Writing the story may turn out to be therapeutic, a way of understanding what happened and why. I don’t think you need to make a decision; I think it will make itself when the time and perspective is right.
Have enjoyed your blog today, thanks. And good luck!
Feb 09, 2011 @ 23:29:56
You’re probably right. I’ll keep these notes, and if it ever spills over into a story, so be it.
Feb 12, 2011 @ 03:11:05
When, I started reading this post I thought you were posting fiction as I kept reading my heart dropped.
I can’t imagine what you are all going through. I pray there will be a happy ending to this.
Feb 15, 2011 @ 01:59:50
I once said that there is nothing more mercenary and ruthless than a writer. And if that writer’s in your head, you just have to stand there with your hand over your open mouth watching what happens when he/she/it (?) gets its hands on what you’ve lived through. I remember saying too that art has no conscience. It’s like erosion or tides, it just does what it does.

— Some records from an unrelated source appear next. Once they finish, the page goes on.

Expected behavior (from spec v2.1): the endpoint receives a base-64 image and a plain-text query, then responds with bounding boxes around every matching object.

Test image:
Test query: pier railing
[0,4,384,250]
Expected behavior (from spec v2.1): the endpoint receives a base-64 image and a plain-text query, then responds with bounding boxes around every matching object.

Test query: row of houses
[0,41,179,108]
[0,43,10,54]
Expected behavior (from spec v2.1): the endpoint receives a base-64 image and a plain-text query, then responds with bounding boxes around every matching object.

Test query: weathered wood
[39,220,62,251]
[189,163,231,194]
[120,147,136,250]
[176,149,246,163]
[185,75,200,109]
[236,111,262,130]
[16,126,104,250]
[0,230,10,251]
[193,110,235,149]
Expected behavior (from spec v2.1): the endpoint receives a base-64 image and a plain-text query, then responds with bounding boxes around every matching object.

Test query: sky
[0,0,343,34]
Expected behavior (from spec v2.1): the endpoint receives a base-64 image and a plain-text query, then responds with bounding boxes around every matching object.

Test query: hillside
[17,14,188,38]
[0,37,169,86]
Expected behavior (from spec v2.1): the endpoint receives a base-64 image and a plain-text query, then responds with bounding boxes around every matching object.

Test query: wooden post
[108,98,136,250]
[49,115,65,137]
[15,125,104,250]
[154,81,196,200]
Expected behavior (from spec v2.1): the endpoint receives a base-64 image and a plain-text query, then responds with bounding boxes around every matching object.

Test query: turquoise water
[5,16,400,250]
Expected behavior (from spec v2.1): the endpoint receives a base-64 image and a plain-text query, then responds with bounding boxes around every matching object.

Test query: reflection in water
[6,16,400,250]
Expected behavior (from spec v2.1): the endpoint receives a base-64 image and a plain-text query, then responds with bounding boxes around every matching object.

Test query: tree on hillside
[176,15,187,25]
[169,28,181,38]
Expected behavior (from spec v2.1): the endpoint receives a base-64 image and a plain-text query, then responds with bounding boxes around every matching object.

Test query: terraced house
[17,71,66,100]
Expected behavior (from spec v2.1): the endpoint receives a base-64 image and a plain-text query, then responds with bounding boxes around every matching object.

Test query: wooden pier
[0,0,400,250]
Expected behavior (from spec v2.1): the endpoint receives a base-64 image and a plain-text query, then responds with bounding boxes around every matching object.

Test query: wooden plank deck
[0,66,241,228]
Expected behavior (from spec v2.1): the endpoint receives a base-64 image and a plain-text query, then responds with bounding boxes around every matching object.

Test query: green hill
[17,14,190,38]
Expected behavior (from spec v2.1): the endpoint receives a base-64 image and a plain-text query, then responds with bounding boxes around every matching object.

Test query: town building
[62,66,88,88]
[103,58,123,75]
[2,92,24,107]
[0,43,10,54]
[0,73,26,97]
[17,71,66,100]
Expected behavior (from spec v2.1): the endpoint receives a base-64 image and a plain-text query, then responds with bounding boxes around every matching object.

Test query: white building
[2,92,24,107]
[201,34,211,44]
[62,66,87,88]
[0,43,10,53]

I haven’t ever written anything explicitly about my family, but intuition is astonishing. I wrote potboiler thrillers as a teenager, and one involved an alcoholic hero and a woman not his romantic partner — who nonetheless took responsibility for always getting his back and suffered the animosity of his possessive family — long before I grasped consciously that my father (the only person in my family I at all resembled) was really a godawful drunk. No one yakked about it nonstop on Dr. Phil and the like in those days and it was a while before I understood there were souses behind scads of suburban front doors. But I wrote that story nonetheless.
I’d say that if a story starts writing itself and you realize it is your sister’s story — no matter what happens — accept that you are not deliberately exploiting her and write it. It’s part of what the Life Force does. And I hope she gets home safe.

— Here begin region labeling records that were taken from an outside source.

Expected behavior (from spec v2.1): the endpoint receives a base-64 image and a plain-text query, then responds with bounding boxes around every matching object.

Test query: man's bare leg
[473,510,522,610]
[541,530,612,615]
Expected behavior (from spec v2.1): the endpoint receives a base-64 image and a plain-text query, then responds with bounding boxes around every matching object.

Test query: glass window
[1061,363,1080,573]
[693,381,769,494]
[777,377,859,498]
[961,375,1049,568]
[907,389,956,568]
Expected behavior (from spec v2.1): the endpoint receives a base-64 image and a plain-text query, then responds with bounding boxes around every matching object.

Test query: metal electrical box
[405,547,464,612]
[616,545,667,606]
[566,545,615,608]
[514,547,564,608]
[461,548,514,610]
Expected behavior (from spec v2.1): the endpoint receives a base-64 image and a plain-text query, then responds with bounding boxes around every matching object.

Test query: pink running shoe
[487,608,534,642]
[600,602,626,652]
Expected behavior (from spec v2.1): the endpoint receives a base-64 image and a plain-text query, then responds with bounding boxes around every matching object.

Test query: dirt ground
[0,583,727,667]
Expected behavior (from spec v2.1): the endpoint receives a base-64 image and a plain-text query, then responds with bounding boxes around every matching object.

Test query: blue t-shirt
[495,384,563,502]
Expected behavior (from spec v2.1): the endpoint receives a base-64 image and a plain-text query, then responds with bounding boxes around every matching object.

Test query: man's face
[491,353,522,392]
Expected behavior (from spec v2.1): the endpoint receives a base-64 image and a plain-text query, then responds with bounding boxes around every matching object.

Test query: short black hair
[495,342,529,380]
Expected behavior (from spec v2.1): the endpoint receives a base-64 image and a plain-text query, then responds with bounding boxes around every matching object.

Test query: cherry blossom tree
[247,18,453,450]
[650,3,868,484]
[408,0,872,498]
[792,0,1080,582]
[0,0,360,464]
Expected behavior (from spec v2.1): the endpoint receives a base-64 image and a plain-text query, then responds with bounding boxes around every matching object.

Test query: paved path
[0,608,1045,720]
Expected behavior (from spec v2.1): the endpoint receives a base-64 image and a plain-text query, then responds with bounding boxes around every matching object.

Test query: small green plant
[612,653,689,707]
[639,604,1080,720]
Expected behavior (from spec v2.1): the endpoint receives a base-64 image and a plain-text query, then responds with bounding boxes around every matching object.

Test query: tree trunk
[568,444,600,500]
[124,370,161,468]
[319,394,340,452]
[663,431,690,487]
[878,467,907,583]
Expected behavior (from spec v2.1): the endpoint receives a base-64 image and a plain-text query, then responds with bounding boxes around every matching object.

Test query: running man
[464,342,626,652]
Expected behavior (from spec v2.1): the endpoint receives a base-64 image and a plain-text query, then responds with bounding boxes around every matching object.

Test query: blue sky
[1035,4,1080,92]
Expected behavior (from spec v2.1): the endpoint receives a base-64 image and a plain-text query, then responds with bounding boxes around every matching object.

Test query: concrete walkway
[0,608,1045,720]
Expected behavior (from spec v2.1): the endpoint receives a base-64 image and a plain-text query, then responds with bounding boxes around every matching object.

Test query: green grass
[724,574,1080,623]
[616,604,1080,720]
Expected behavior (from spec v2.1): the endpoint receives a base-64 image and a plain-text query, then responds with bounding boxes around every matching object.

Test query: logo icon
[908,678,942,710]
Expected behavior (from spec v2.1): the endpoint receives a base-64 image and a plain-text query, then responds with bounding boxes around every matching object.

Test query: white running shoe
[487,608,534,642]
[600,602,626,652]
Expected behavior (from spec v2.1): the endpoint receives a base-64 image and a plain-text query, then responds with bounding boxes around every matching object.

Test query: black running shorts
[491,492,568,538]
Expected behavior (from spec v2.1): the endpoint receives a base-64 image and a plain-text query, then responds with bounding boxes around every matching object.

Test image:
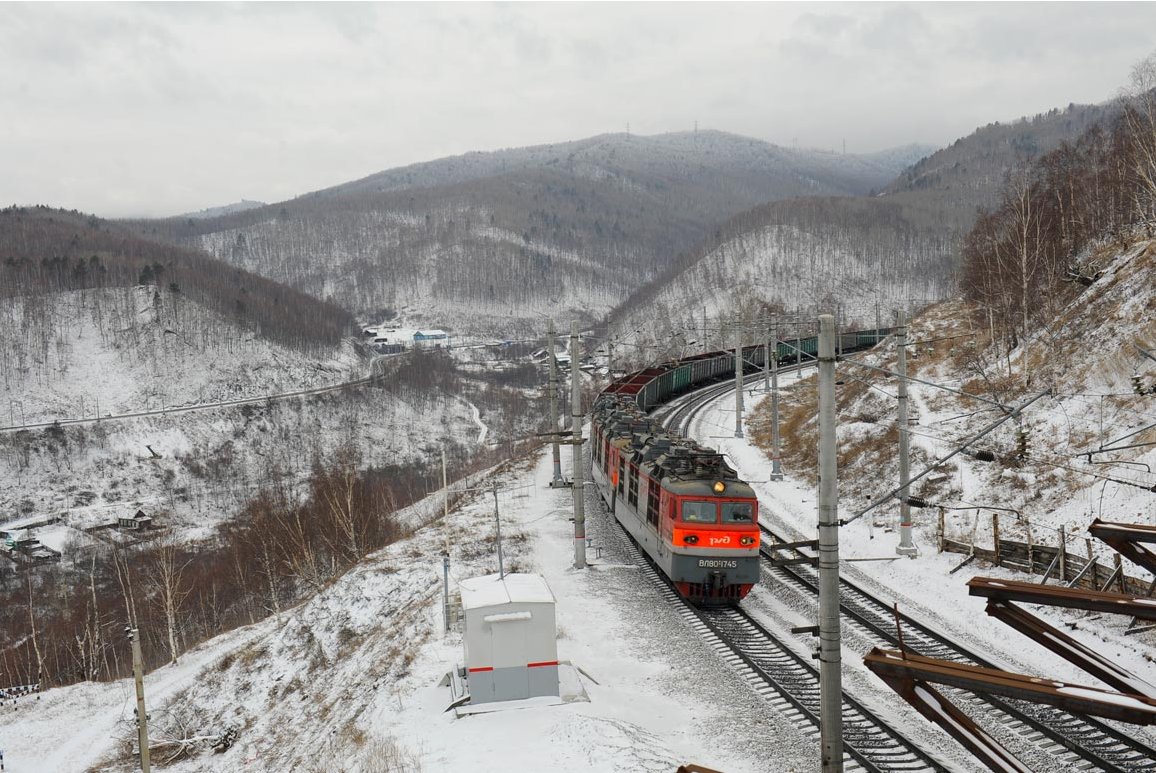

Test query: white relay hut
[461,574,558,704]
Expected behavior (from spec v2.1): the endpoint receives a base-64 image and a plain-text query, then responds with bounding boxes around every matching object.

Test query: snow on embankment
[0,453,816,773]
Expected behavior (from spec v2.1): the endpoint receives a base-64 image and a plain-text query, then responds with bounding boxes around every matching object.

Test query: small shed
[461,574,560,704]
[117,510,153,529]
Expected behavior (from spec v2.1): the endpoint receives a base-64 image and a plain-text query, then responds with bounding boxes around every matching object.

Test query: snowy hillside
[0,285,356,426]
[128,131,927,335]
[753,239,1156,577]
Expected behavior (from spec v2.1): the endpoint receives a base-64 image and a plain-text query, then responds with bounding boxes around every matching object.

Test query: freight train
[591,328,891,605]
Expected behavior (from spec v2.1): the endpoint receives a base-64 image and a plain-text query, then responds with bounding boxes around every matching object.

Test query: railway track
[762,525,1156,772]
[614,501,949,773]
[664,369,1156,773]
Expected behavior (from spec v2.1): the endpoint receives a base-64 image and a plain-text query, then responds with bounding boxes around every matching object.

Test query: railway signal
[1015,426,1031,461]
[895,309,919,557]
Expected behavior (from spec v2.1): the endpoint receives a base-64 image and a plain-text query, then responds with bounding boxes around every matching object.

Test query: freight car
[591,328,891,605]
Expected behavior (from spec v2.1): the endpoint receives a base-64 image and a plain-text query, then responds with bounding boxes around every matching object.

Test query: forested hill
[610,103,1119,354]
[119,132,927,332]
[883,102,1119,224]
[0,207,351,351]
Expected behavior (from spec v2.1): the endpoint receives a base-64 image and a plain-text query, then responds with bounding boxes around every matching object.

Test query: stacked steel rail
[666,369,1156,773]
[601,494,948,773]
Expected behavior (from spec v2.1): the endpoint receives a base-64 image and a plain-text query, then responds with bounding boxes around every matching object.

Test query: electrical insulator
[1015,430,1030,459]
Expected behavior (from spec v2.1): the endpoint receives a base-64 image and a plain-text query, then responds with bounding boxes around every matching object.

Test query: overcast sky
[0,2,1156,216]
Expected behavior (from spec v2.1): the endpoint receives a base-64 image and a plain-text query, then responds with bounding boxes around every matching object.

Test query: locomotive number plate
[698,558,739,568]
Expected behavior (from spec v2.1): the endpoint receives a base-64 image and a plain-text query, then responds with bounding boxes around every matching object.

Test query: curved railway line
[662,369,1156,773]
[615,487,950,773]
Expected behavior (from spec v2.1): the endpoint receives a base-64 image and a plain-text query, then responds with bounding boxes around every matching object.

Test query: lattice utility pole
[895,309,918,556]
[546,319,573,489]
[734,322,742,438]
[125,626,150,773]
[818,314,843,773]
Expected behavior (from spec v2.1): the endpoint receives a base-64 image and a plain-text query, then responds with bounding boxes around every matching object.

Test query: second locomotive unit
[591,394,759,605]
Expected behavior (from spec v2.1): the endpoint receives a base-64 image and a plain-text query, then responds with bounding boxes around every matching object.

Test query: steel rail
[761,525,1156,772]
[665,374,1156,773]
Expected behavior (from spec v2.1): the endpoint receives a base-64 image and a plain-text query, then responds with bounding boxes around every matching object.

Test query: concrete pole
[546,319,565,488]
[703,306,706,352]
[771,321,783,481]
[494,483,505,578]
[763,327,771,394]
[128,627,150,773]
[734,325,742,438]
[570,320,586,568]
[442,446,450,633]
[818,314,843,773]
[895,309,917,556]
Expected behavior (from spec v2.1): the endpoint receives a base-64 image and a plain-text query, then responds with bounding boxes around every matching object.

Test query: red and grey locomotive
[592,394,759,604]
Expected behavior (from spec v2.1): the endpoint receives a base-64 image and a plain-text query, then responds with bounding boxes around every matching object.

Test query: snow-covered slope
[0,453,815,773]
[613,217,946,365]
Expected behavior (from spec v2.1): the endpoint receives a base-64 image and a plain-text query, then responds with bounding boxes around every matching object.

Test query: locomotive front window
[723,501,755,523]
[682,501,719,523]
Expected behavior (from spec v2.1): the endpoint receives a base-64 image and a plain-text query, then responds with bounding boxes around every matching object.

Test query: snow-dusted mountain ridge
[124,132,927,333]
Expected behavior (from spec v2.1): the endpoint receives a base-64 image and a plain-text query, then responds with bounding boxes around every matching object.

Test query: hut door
[490,619,529,700]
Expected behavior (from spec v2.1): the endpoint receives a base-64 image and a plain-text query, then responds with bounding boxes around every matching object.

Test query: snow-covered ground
[9,388,1156,773]
[0,451,815,773]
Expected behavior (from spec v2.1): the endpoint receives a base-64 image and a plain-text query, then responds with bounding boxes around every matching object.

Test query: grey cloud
[0,3,1156,215]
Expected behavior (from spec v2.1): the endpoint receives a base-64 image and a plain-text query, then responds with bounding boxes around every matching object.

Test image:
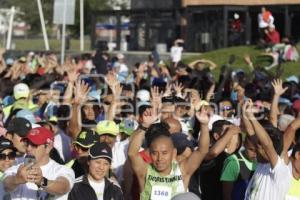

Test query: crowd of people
[0,28,300,200]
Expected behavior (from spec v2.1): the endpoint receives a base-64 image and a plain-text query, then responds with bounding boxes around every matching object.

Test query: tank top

Thanks for dropping in at my place.
Feb 20, 2011 @ 18:26:00
I’ve been sick and am now just catching up on my blog reading – and was horrified to read this! I’m so, so sorry you and your family have to go through all the pain and wondering. Hopefully, she will be found, and soon.
As for whether to write this, only you can make that decision and when it feels right. Journals work well in the immediate sense until then.
My thoughts and wishes for a good ending to this situation are with you.